Symbolpolitik oder wirksames Instrument?: Was das Vorkaufsrecht wirklich bringt

Im Kampf für günstige Mieten nutzen Berliner Bezirke das Vorkaufsrecht, um Häuser zu kaufen. Ist das sinnvoll? Fragen und Antworten.

Einige Bezirke Berlins nutzen das kommunale Vorkaufsrecht offensiv, damit einzelne Mietshäuser in den Milieuschutzgebieten der Stadt nicht an private Investoren verkauft werden. Ist das ein wirksames Instrument der Mieten- und Wohnungspolitik? Oder ist es nur ein symbolischer Akt, mit dem Senats- und Bezirkspolitiker zeigen wollen, dass sie der Mietenexplosion und Verdrängung aus dem Kiez nicht tatenlos zusehen? Der umstrittene Ankauf von Häusern in Friedrichshain-Kreuzberg zugunsten der neu gegründeten Genossenschaft „Diese eG“ hat die Diskussion über das Vorkaufsrecht neu aufleben lassen.

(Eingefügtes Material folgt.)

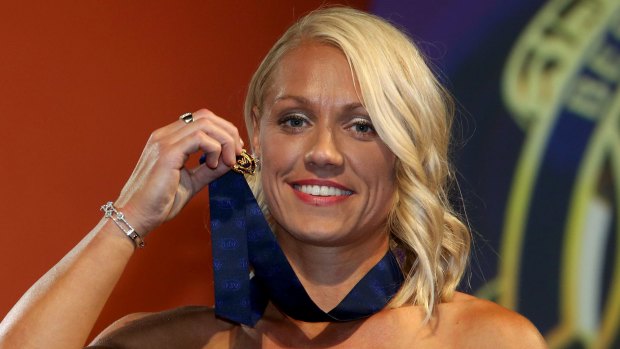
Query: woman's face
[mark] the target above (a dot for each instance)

Wie funktioniert das Vorkaufsrecht?

Das Baugesetzbuch erlaubt es den Gemeinden bundesweit, Gebiete „zur Erhaltung der Zusammensetzung der Wohnbevölkerung“ festzulegen. In Berlin dürfen die Bezirke seit 2001 solche Erhaltungssatzungen für sogenannte Milieuschutzgebiete eigenständig festlegen.

Dort haben die Bezirke auch ein Vorkaufsrecht, um zu verhindern, dass einzelne Immobilien an private Interessenten veräußert werden. Es sei denn, der Käufer ist bereit, mit dem Bezirk eine Abwendungsvereinbarung abzuschließen, in der er beispielsweise auf teure Modernisierungen oder andere Maßnahmen zulasten der Mieter verbindlich verzichtet.

Ist der Investor nicht willens, sich gütlich zu einigen, hat der Bezirk zwei Monate Zeit, um das Vorkaufsrecht selbst oder „zugunsten eines Dritten“ wahrzunehmen. Nach der bisherigen Praxis in Berlin wurden solche Häuser in der Regel von einer der sechs städtischen Wohnungsbaugesellschaften erworben. Gelegentlich in Zusammenarbeit mit gemeinnützigen Stiftungen.

Im Mai gründete sich in Berlin erstmals eine Genossenschaft („Diese eG“), die in Friedrichshain-Kreuzberg und Tempelhof-Schöneberg Wohnungen im Rahmen des Vorkaufsrechts erwerben will. Das Land Berlin kann solche Immobilienkäufe bezuschussen, damit sie für die neuen Eigentümer wirtschaftlich tragfähig bleiben.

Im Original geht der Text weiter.